During one of her visits I coaxed her and asked her to tell me about her boyfriend who had abandoned her. To my surprise Geeta was not 16 but all of 21, exactly my daughters age but nevertheless looked much younger. I decided I wasn’t going to give up on her. She looked frail, and nobody could imagine that she had carried a child through a full-term pregnancy.

I probed her again and again on her life and after repeated questioning she revealed that she did not have any relationship by was raped! It shook me as I had already rehearsed the advice and chiding that I would give her for her reckless behaviour and relationship while she was still so young. Rape happened in stories and media and not so close to us? Or am I living in a dream world? And to think that her mother, me and several others thought she had consciously gone in for a relationship.

The interrogation continued just as I would have done for my daughter.
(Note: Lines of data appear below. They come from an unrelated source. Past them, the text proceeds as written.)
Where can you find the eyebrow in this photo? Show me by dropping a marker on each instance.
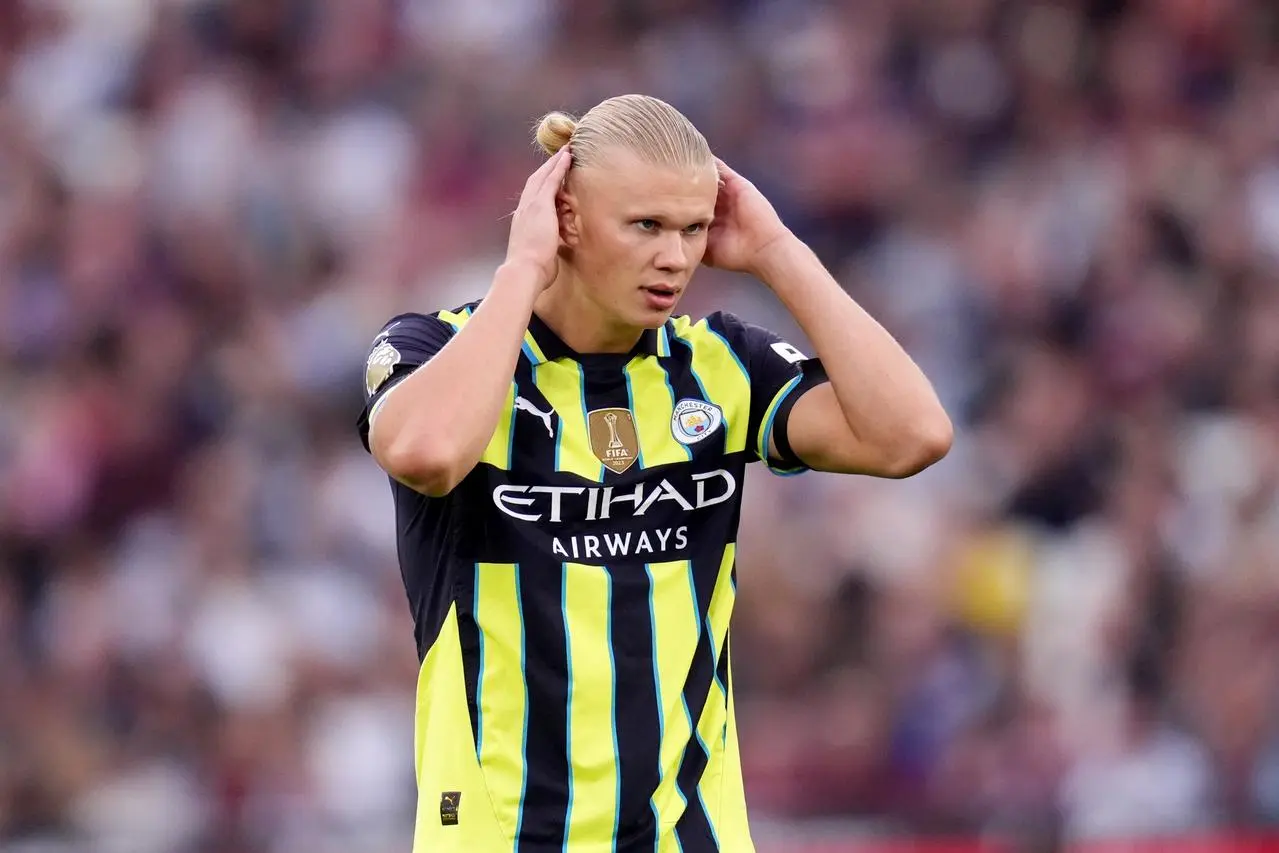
(668, 220)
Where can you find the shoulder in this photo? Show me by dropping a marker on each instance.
(741, 335)
(415, 324)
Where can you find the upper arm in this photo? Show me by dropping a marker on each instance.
(403, 344)
(780, 375)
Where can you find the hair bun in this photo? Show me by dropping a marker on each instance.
(554, 131)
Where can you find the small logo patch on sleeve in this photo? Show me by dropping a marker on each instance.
(449, 803)
(381, 362)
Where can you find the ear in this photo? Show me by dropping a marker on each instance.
(569, 219)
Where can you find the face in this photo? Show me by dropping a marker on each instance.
(636, 234)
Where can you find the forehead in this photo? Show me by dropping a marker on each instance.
(626, 183)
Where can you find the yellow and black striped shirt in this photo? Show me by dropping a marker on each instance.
(572, 595)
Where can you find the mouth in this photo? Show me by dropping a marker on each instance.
(660, 297)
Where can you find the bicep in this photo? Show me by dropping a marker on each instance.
(820, 436)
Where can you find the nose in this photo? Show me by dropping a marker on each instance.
(672, 253)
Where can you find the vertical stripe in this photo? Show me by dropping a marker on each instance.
(704, 704)
(652, 402)
(564, 388)
(546, 747)
(713, 727)
(723, 379)
(502, 700)
(673, 614)
(591, 734)
(502, 444)
(637, 707)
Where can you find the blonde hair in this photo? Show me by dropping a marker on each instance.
(650, 128)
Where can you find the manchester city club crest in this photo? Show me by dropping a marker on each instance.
(695, 420)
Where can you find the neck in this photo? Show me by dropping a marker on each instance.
(580, 321)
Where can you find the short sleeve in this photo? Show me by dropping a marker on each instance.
(403, 344)
(779, 375)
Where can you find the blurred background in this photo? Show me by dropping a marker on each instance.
(1067, 210)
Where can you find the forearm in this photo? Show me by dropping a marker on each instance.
(434, 427)
(884, 397)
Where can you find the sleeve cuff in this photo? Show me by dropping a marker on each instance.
(776, 418)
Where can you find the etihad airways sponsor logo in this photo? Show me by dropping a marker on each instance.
(554, 504)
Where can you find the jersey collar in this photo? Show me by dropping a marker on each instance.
(541, 344)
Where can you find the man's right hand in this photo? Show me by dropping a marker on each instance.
(535, 235)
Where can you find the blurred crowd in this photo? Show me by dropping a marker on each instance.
(1067, 210)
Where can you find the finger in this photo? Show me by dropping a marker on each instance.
(558, 168)
(555, 164)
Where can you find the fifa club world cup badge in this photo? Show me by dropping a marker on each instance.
(613, 438)
(449, 803)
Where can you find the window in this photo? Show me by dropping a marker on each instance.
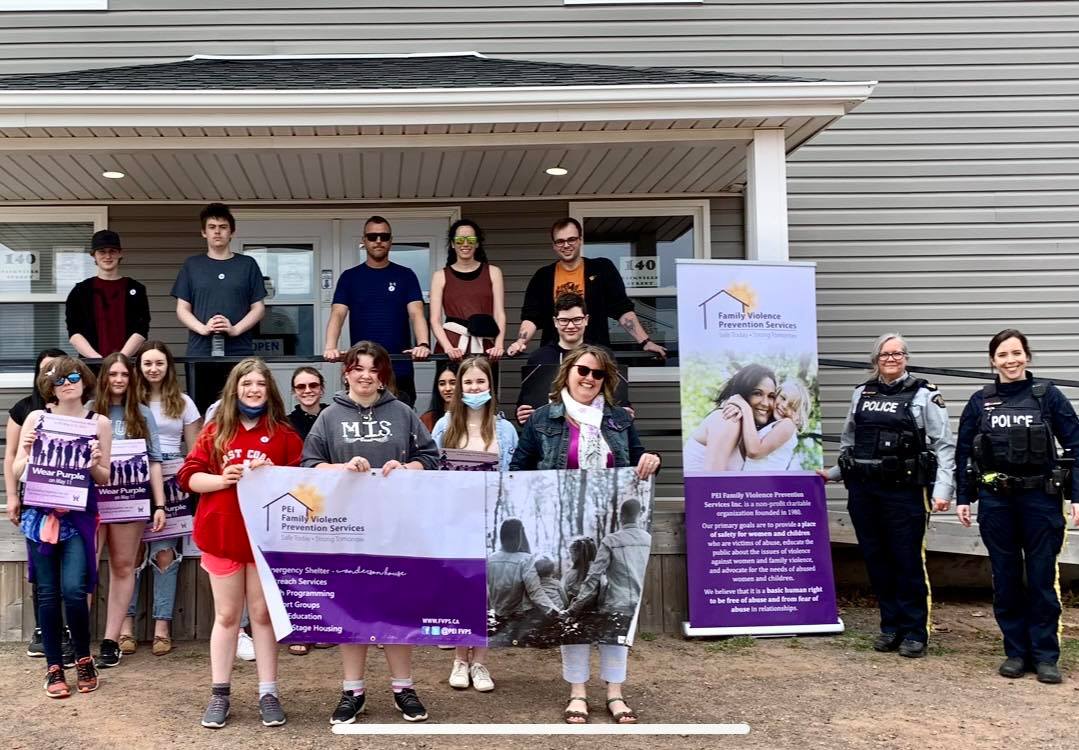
(43, 253)
(643, 239)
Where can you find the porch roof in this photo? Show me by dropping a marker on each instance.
(442, 126)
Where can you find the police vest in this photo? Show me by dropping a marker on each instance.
(884, 423)
(1014, 435)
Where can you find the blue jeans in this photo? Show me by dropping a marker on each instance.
(62, 575)
(164, 581)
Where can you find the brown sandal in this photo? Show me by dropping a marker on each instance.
(627, 717)
(571, 714)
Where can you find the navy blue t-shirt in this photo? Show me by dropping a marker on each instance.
(378, 302)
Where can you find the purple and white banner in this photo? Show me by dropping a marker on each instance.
(126, 498)
(362, 558)
(57, 475)
(451, 558)
(757, 548)
(179, 516)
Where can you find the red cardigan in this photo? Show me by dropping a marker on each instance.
(219, 526)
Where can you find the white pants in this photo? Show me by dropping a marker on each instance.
(576, 663)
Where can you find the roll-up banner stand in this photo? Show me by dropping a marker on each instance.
(757, 547)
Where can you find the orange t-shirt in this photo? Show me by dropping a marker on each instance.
(570, 281)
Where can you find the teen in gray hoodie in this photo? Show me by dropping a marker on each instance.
(365, 427)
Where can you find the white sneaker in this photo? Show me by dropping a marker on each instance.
(245, 646)
(459, 678)
(481, 678)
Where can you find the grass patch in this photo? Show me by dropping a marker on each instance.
(854, 640)
(731, 645)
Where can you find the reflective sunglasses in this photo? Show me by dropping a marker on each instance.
(584, 371)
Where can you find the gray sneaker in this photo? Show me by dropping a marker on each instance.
(217, 712)
(271, 711)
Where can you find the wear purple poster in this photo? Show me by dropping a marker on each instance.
(360, 558)
(57, 475)
(763, 558)
(126, 498)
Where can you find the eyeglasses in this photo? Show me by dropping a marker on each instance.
(584, 371)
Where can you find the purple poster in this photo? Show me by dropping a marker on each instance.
(126, 498)
(57, 475)
(763, 558)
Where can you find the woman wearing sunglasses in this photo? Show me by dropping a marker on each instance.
(60, 547)
(131, 420)
(469, 291)
(583, 428)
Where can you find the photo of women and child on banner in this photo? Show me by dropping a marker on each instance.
(459, 558)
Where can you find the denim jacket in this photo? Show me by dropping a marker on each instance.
(545, 439)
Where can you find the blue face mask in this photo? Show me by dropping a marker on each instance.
(250, 411)
(476, 400)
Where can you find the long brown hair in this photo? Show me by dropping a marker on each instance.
(570, 359)
(227, 417)
(172, 400)
(133, 416)
(456, 433)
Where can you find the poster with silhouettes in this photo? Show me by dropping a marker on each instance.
(126, 498)
(57, 475)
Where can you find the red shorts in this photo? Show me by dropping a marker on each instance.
(220, 567)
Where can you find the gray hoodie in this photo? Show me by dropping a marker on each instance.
(386, 431)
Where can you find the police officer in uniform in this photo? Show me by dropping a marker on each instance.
(1007, 460)
(897, 446)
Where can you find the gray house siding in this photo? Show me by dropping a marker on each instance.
(943, 207)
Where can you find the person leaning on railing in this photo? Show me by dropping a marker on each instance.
(1008, 436)
(896, 447)
(583, 428)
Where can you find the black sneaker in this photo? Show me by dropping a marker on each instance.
(109, 654)
(1049, 673)
(36, 648)
(408, 704)
(1013, 667)
(887, 641)
(67, 648)
(912, 649)
(349, 708)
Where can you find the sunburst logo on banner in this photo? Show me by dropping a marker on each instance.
(312, 499)
(743, 292)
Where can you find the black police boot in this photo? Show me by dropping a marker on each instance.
(1049, 673)
(1012, 667)
(912, 649)
(887, 641)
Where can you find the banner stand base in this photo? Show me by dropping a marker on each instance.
(765, 630)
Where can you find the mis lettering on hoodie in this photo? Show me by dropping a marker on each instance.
(368, 431)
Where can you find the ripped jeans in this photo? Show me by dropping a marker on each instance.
(164, 581)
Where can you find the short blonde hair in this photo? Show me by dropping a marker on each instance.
(796, 396)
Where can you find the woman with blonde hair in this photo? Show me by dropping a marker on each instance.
(131, 420)
(249, 430)
(474, 423)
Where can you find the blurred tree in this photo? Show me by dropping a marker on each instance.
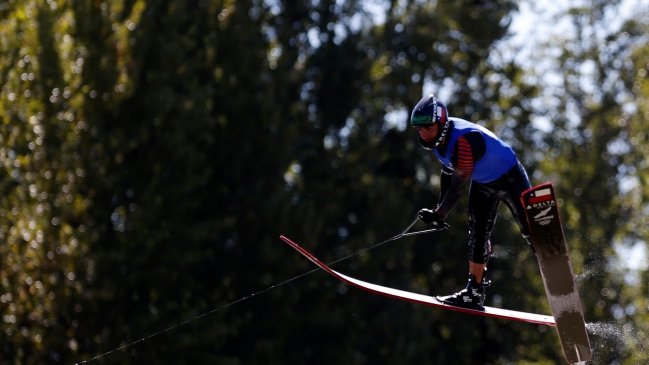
(152, 152)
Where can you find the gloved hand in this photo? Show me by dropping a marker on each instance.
(432, 217)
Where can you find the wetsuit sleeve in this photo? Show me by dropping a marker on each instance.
(468, 150)
(444, 182)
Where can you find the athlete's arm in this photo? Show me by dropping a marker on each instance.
(468, 150)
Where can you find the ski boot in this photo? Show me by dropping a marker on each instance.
(470, 297)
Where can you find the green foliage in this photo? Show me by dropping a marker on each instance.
(153, 151)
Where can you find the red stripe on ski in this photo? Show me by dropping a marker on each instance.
(424, 299)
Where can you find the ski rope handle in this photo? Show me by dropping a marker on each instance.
(406, 233)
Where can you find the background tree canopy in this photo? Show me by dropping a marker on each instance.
(153, 151)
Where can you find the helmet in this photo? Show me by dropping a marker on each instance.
(429, 111)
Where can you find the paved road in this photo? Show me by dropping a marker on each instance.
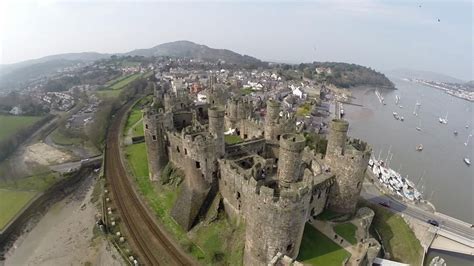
(370, 192)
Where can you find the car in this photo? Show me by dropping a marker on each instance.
(433, 222)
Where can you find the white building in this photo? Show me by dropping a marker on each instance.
(16, 110)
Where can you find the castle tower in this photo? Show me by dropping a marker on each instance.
(216, 128)
(271, 119)
(168, 102)
(337, 137)
(348, 160)
(289, 161)
(155, 142)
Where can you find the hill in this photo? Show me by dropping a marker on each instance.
(187, 49)
(342, 75)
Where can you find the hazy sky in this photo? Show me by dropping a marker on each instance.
(380, 34)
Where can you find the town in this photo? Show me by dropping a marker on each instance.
(240, 161)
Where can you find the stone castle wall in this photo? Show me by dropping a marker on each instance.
(347, 159)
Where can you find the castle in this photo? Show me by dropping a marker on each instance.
(270, 181)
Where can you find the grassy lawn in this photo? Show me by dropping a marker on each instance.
(137, 158)
(397, 237)
(232, 139)
(246, 91)
(138, 130)
(304, 109)
(123, 82)
(328, 215)
(134, 116)
(346, 231)
(108, 93)
(317, 249)
(60, 139)
(11, 202)
(222, 242)
(33, 183)
(10, 124)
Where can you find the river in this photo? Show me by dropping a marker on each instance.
(447, 181)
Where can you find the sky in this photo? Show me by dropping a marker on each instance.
(383, 35)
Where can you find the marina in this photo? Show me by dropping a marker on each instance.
(446, 173)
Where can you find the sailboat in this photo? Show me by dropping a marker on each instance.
(467, 161)
(417, 108)
(443, 120)
(467, 140)
(419, 125)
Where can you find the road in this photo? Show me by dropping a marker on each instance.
(146, 237)
(371, 193)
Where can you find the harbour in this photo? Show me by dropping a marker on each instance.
(439, 171)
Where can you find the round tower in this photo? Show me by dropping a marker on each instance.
(167, 102)
(290, 156)
(216, 128)
(155, 142)
(337, 137)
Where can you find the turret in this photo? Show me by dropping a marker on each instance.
(216, 128)
(271, 120)
(348, 160)
(155, 142)
(289, 161)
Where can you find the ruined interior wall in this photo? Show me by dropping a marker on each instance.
(350, 170)
(250, 129)
(273, 225)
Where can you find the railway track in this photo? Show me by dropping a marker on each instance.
(152, 245)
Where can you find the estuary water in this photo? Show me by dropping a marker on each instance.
(438, 170)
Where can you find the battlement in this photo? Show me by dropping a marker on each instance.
(292, 142)
(339, 125)
(215, 112)
(274, 104)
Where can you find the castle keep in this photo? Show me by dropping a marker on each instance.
(270, 181)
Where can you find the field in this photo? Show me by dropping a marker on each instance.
(317, 249)
(124, 81)
(397, 237)
(216, 242)
(346, 231)
(60, 139)
(9, 125)
(11, 202)
(39, 182)
(232, 139)
(134, 116)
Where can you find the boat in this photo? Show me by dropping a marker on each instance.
(419, 125)
(467, 161)
(443, 120)
(380, 97)
(417, 108)
(467, 140)
(396, 115)
(393, 181)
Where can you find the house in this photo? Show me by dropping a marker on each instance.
(16, 110)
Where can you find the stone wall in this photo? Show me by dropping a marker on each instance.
(155, 142)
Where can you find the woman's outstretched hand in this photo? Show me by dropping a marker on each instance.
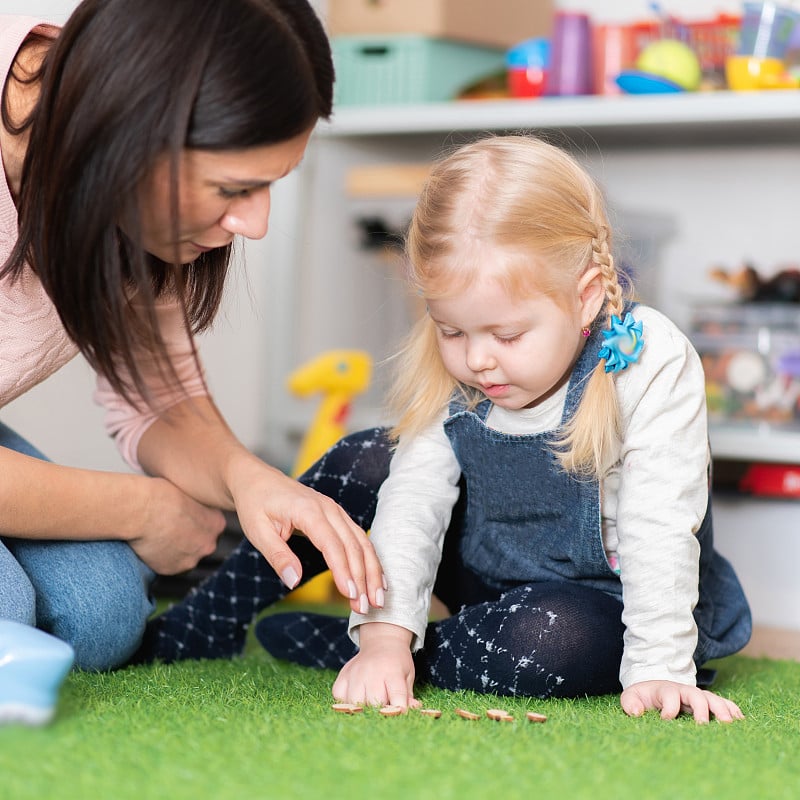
(271, 507)
(675, 698)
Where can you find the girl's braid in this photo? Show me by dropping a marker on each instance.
(601, 256)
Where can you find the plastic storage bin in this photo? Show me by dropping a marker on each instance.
(379, 70)
(751, 357)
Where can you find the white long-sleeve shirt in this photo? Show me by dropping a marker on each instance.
(653, 503)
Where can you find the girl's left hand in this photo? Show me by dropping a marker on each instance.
(675, 698)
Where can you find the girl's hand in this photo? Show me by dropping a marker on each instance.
(271, 507)
(382, 672)
(675, 698)
(174, 532)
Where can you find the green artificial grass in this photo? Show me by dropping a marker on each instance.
(254, 727)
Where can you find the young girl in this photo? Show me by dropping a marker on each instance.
(567, 428)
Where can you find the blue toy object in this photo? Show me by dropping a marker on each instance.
(33, 665)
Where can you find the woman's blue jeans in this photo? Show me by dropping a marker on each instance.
(94, 595)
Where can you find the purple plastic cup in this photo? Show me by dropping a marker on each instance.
(571, 55)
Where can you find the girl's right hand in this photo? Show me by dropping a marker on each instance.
(174, 531)
(382, 672)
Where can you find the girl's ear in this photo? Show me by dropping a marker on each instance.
(591, 294)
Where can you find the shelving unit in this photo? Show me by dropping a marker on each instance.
(655, 129)
(715, 116)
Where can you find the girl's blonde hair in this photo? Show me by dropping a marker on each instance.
(542, 208)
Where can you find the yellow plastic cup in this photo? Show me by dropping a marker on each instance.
(749, 73)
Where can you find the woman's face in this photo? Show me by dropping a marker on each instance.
(221, 193)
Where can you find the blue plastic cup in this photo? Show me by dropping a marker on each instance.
(766, 30)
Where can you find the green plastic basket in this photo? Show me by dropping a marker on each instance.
(379, 70)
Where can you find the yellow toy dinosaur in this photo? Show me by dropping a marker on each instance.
(338, 375)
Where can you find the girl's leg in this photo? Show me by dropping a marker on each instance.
(538, 640)
(213, 619)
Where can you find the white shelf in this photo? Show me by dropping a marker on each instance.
(759, 443)
(705, 114)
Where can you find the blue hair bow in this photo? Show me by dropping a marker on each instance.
(623, 343)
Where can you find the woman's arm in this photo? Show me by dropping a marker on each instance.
(191, 445)
(167, 529)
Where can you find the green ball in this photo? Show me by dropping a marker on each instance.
(673, 60)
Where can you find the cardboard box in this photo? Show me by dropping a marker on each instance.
(496, 23)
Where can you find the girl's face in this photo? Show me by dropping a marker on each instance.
(220, 194)
(516, 351)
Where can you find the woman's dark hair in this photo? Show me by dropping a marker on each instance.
(123, 84)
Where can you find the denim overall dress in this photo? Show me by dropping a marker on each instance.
(527, 521)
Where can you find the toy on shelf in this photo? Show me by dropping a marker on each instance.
(338, 375)
(751, 287)
(33, 665)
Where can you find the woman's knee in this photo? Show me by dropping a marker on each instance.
(99, 605)
(17, 595)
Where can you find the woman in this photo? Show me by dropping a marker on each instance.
(138, 142)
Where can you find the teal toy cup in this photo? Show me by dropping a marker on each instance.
(766, 30)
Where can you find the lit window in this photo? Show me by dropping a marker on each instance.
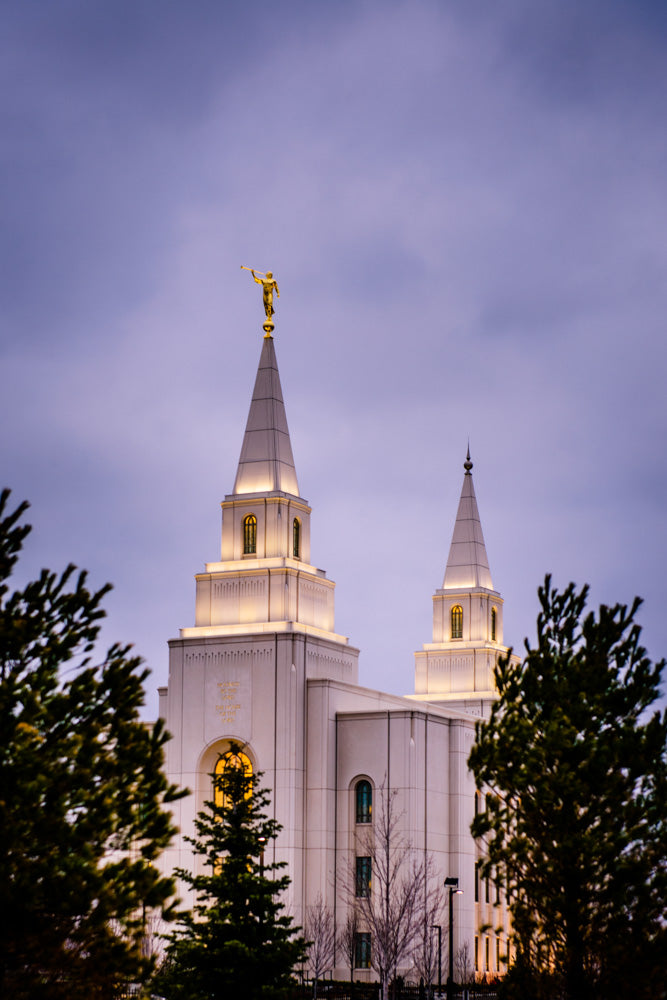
(229, 759)
(249, 534)
(362, 885)
(362, 950)
(364, 801)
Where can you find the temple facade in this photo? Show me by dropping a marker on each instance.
(264, 667)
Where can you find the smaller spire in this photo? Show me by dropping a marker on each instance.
(467, 565)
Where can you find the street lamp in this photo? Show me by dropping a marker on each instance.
(453, 885)
(438, 928)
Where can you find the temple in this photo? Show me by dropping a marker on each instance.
(263, 666)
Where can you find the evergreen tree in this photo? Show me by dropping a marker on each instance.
(573, 759)
(238, 941)
(82, 792)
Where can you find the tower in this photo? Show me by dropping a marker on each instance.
(456, 668)
(264, 624)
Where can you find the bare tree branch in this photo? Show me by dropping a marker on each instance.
(320, 932)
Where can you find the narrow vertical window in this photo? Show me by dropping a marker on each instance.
(249, 534)
(229, 759)
(362, 950)
(362, 886)
(364, 801)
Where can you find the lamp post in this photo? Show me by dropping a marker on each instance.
(262, 841)
(438, 928)
(453, 885)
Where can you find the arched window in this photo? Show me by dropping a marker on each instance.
(230, 759)
(364, 801)
(457, 622)
(249, 534)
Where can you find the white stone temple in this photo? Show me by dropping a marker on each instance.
(263, 666)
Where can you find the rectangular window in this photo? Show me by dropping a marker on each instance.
(363, 878)
(362, 951)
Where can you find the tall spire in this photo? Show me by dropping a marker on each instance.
(266, 464)
(467, 565)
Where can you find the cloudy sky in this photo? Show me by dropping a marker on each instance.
(465, 205)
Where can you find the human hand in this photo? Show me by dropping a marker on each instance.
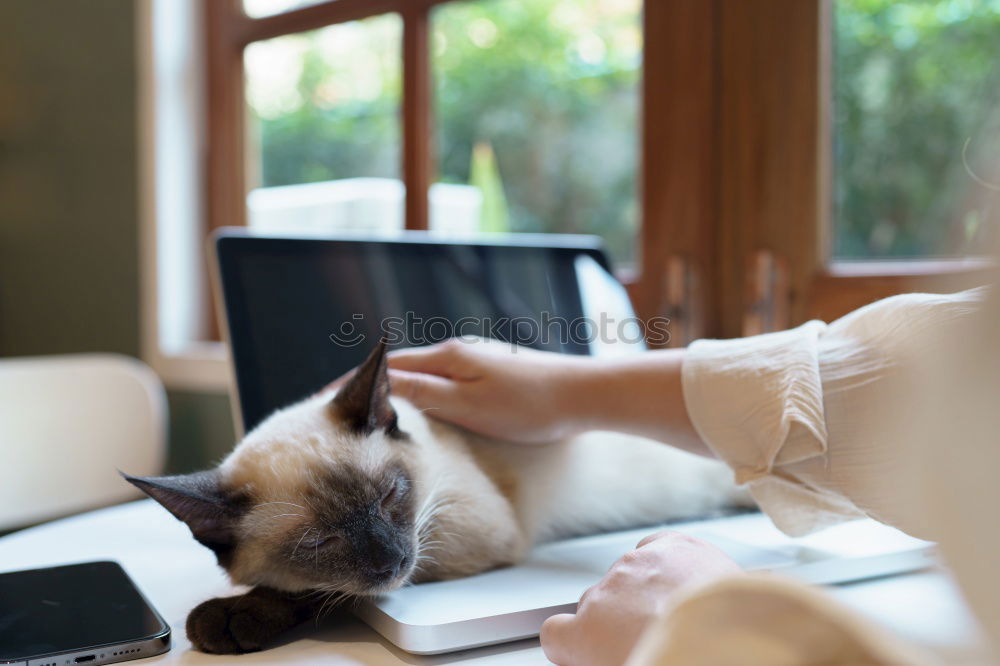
(613, 613)
(495, 388)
Maybe I had not right but it did not occur to me at that time. She looked so helpless and vulnerable that I was determined to get to the bottom of the episode.

I asked her why she did not disclose to her parents that she was raped. Her response showed the fortitude that she was endowed with. Geeta had been raped by her cousin sisters’ husband. She felt that if she revealed this her sister would suffer and there would have been a big fight in her village.

She had borne all her father’s thrashing and mothers abuse quietly. It perplexed me as to where she got the courage to contain and take on everything on herself? She once lifted the sleeve of her dress and trousers to reveal the suicidal attempts she had made when she got to know of her conception. She had also taken some medicine off the counter to abort the child. But nothing worked. The child was destined to come.

Geeta till today insists that she will not give me the right to tell her parents that she was raped and not indulged in casual sex or had a relationship. No wonder there was no name to give the hospital authorities. She was honest and it did not even occur to her that she could have given any name and got away with it. She remained silent whenever she was asked about the child’s father. I slowly gained her confidence and she started hugging me so warmly every time we met, that unknowingly she became the child I had not given birth to.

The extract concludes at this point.